An alternative test to the above would be to mod one of the starting sovereign weapons to have a very high attack, and use that and see if you ever get ludicrously high damage numbers out of it (on the order of A^2 rather than A) when attacking low-attack 0-defense enemies.

I will say that I've never seen anything that even remotely looked to me like the damage function goes to A^2 rather than to A as defense goes to 0.

Quoting tjashen, reply 4
End result is still the same. Attack values are vastly outstripping defense values and hit points, hence the significant number of one hit kills I am still seeing. This is why the term 'glass hammers' has been applied so often in many critiques of this game.

I wasn't disagreeing with the point of your post. I was explaining that, to the best of my knowledge, your description of the damage mechanics is inaccurate, and providing a correction.

Quoting tjashen, reply 4
Early units are still very quickly massively outclassed in this game, however, so that point still stands regardless. There isn't really a 'increased hit point' mechanism that parallels weapon development. Even a bump from level 1 to 2 isn't going to make much difference as it currently stands, so fresh/untrained units are very much glass hammers in the later game. Experience helps some, but all this does is essentially reward the uber stacks that are earning experience, while replacement defending forces essentially have no such experience to fall back on, once the more experienced defenders (if any) are taken out. Hence the steamroller effect we hear talked about so often.

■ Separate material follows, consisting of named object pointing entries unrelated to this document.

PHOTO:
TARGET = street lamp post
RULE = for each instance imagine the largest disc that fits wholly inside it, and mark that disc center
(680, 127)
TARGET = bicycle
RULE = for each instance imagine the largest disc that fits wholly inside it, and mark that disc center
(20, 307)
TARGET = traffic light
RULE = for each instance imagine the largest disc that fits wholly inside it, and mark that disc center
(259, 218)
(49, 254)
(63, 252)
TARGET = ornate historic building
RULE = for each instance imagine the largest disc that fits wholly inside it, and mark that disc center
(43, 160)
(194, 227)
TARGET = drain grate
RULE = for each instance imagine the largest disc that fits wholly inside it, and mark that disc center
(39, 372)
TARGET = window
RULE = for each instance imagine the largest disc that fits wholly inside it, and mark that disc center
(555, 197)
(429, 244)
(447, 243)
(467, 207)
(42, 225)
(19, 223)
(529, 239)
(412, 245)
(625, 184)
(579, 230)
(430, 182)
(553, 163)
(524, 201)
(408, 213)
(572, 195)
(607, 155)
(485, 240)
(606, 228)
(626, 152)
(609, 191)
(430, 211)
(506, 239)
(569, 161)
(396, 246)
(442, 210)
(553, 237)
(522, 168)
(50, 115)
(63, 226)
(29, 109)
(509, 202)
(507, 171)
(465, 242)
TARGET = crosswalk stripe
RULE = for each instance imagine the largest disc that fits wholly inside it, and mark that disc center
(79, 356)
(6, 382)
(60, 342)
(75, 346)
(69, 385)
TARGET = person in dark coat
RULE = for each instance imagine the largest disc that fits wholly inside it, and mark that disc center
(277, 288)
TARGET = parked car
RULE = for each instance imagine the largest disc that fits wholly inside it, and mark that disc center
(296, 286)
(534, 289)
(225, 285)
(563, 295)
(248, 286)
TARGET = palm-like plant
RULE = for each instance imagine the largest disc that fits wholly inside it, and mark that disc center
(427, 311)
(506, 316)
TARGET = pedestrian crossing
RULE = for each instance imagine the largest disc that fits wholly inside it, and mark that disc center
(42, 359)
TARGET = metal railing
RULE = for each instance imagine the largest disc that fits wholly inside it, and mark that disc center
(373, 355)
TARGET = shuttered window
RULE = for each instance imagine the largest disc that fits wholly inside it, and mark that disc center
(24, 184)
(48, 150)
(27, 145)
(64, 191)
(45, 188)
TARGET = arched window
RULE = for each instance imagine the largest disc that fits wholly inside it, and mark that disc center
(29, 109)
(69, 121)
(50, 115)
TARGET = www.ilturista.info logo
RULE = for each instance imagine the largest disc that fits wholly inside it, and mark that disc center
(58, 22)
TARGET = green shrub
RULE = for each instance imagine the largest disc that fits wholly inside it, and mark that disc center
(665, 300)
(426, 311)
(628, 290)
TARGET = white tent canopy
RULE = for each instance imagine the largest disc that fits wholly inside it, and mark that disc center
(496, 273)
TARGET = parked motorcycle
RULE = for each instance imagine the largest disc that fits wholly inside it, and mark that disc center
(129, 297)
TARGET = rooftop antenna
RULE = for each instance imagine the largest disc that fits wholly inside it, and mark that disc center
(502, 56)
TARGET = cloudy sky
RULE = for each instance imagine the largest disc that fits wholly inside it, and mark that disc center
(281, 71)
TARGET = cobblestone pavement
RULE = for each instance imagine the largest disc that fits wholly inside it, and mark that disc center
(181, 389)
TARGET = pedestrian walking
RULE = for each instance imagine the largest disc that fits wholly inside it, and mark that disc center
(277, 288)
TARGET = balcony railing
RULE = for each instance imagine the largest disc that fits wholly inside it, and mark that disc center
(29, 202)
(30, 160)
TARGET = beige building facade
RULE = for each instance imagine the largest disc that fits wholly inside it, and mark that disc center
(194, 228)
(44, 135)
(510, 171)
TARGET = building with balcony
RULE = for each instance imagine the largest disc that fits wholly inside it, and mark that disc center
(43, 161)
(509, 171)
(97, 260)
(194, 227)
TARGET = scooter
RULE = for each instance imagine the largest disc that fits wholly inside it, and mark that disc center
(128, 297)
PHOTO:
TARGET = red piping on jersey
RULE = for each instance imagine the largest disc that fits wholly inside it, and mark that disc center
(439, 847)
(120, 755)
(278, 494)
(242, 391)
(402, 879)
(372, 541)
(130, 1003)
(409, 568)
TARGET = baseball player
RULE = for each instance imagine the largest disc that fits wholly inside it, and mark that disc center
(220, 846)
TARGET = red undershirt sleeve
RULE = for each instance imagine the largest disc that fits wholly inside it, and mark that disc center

I feel that this is more a problem of including health as one of the level bonuses, rather than leaving everyone at a fixed health that you can balance the weapons around and improving the survivability of higher-level units by, say, granting +1 dodge per level. At least that way, the high-level units can't just shrug off successful attacks made by low-level units. I think you'd probably also want to change the health recovery mechanic; healing at 1 health per level per turn makes it even harder for low-level units to successfully pile enough damage on a high-level unit to seriously threaten its existence, and makes the Infirmary improvement much less interesting.

Quoting tjashen, reply 4
In a number of other 4x games, I see 'lightly armed/underclassed' units making a much better account of themselves against heavier/stronger foes than they do in Elemental. Personal preference, I guess...

I think this is an issue with the set of technologies that Elemental provides. Regular units only really have 3 choices in armor sets, and those choices offer enormously different protective qualities, with variably painful initiative penalties that can be largely ignored with appropriate trait or weapon choices, and negated by a city enchantment. I would certainly have liked for elemental to provide a real set of light/medium/heavy armor options at different stages in the tech tree rather than what we've got, but I don't know that that boat was ever on Elemental's horizon.